Mike: Who are you and what's your deal?
Sterling: Who are you and what is your deal?
Mike: We could call that next podcast that.
Sterling: We could!
Mike: Dr. Elliott I share your optimism, and I think we just keep fighting. People ask me, "How are you still doing it with energy after all these years?" I'm like, "Because we keep seeing positive things happen," right?
Sterling: Yes. A, we keep seeing positive things happen. I feel like Hubie Brown now. And B, I should do a thick New York accent. And B, Even though we think we know how to help people, there's still a lot of people to help. At least 122 a day.
Mike: Yes. And there's plenty of people who want the help as well.

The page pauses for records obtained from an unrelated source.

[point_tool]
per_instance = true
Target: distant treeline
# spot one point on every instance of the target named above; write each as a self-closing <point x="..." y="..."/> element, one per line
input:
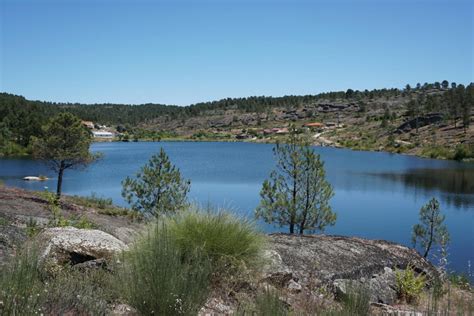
<point x="21" y="118"/>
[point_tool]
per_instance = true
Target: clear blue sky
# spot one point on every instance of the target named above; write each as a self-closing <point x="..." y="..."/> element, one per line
<point x="181" y="52"/>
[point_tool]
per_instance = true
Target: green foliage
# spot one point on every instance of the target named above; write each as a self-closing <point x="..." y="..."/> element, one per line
<point x="104" y="206"/>
<point x="4" y="221"/>
<point x="409" y="285"/>
<point x="460" y="280"/>
<point x="57" y="219"/>
<point x="297" y="193"/>
<point x="267" y="303"/>
<point x="92" y="201"/>
<point x="162" y="280"/>
<point x="24" y="290"/>
<point x="20" y="285"/>
<point x="64" y="144"/>
<point x="158" y="188"/>
<point x="356" y="301"/>
<point x="32" y="228"/>
<point x="463" y="152"/>
<point x="436" y="152"/>
<point x="230" y="242"/>
<point x="431" y="230"/>
<point x="74" y="292"/>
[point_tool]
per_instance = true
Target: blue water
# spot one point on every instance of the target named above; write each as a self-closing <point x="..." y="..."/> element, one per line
<point x="377" y="195"/>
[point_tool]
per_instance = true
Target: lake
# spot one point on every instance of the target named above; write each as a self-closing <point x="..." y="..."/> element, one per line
<point x="377" y="195"/>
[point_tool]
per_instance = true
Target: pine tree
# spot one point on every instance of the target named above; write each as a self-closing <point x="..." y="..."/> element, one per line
<point x="158" y="188"/>
<point x="64" y="144"/>
<point x="431" y="231"/>
<point x="297" y="193"/>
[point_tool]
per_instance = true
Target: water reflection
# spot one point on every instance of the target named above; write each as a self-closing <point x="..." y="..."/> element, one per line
<point x="456" y="185"/>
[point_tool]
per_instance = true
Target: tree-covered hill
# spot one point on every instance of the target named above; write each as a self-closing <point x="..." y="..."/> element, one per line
<point x="369" y="116"/>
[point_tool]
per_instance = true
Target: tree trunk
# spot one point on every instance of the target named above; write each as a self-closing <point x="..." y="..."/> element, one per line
<point x="60" y="181"/>
<point x="427" y="250"/>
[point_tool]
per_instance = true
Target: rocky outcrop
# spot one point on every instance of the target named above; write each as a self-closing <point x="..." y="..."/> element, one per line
<point x="11" y="239"/>
<point x="420" y="122"/>
<point x="83" y="247"/>
<point x="304" y="262"/>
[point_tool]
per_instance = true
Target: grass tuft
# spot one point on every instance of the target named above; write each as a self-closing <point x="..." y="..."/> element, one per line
<point x="228" y="240"/>
<point x="162" y="280"/>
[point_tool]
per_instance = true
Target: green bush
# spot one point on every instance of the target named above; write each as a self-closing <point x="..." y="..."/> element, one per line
<point x="74" y="292"/>
<point x="229" y="241"/>
<point x="21" y="290"/>
<point x="32" y="228"/>
<point x="409" y="286"/>
<point x="93" y="201"/>
<point x="157" y="278"/>
<point x="356" y="301"/>
<point x="463" y="152"/>
<point x="460" y="280"/>
<point x="25" y="290"/>
<point x="267" y="303"/>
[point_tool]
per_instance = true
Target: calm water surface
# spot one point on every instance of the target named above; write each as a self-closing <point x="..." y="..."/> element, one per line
<point x="378" y="195"/>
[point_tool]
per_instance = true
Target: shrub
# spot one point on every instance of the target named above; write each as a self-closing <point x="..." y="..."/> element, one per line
<point x="267" y="303"/>
<point x="460" y="280"/>
<point x="24" y="290"/>
<point x="74" y="292"/>
<point x="20" y="285"/>
<point x="32" y="228"/>
<point x="463" y="151"/>
<point x="229" y="241"/>
<point x="409" y="286"/>
<point x="356" y="301"/>
<point x="93" y="201"/>
<point x="162" y="280"/>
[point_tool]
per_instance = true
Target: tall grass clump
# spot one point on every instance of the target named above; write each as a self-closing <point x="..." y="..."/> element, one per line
<point x="157" y="278"/>
<point x="76" y="292"/>
<point x="21" y="290"/>
<point x="267" y="303"/>
<point x="230" y="242"/>
<point x="409" y="285"/>
<point x="356" y="301"/>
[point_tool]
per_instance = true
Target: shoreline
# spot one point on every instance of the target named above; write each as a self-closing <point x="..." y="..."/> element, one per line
<point x="273" y="141"/>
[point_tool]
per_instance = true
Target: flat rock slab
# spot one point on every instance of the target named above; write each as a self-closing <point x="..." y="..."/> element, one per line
<point x="337" y="261"/>
<point x="68" y="245"/>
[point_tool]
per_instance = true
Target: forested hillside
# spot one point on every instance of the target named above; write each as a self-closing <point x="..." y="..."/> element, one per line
<point x="382" y="119"/>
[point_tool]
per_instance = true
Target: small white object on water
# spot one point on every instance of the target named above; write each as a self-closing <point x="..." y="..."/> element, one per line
<point x="33" y="178"/>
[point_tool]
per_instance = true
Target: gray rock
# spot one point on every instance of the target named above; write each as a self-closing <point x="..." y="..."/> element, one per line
<point x="68" y="245"/>
<point x="421" y="121"/>
<point x="380" y="288"/>
<point x="11" y="239"/>
<point x="336" y="262"/>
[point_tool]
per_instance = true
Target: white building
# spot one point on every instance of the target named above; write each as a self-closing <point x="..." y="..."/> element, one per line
<point x="103" y="134"/>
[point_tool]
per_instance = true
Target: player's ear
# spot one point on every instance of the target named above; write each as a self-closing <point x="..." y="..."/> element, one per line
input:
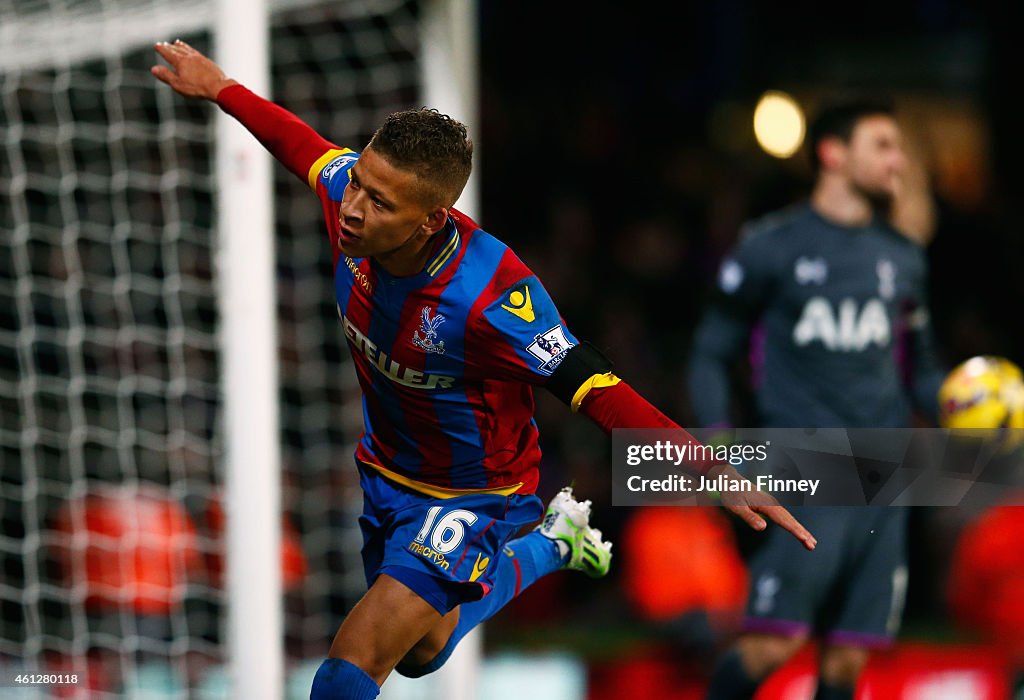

Sterling: Sure. There are people who want to get the help. Not all people who suffer the issue the first time are gonna want the help. And you may have to come back and back.
Mike: Yeah. That's fair.
Sterling: It's part of the process.
Mike: Those of you listening and watching know that I put a link to Dr. Elliott's access on the blurb of the podcast. Thanks so much for doing this. I really appreciate it, especially coming back from a trip to Washington. Really appreciate that.
Sterling: Happy to do it.
Mike: Yeah. We hope that, those of you listening, watching, find the courage and support wherever you are.
Mike: We thank you for listening. We want you to be safe. We want you to be well, and we also want you to be educated. It helps.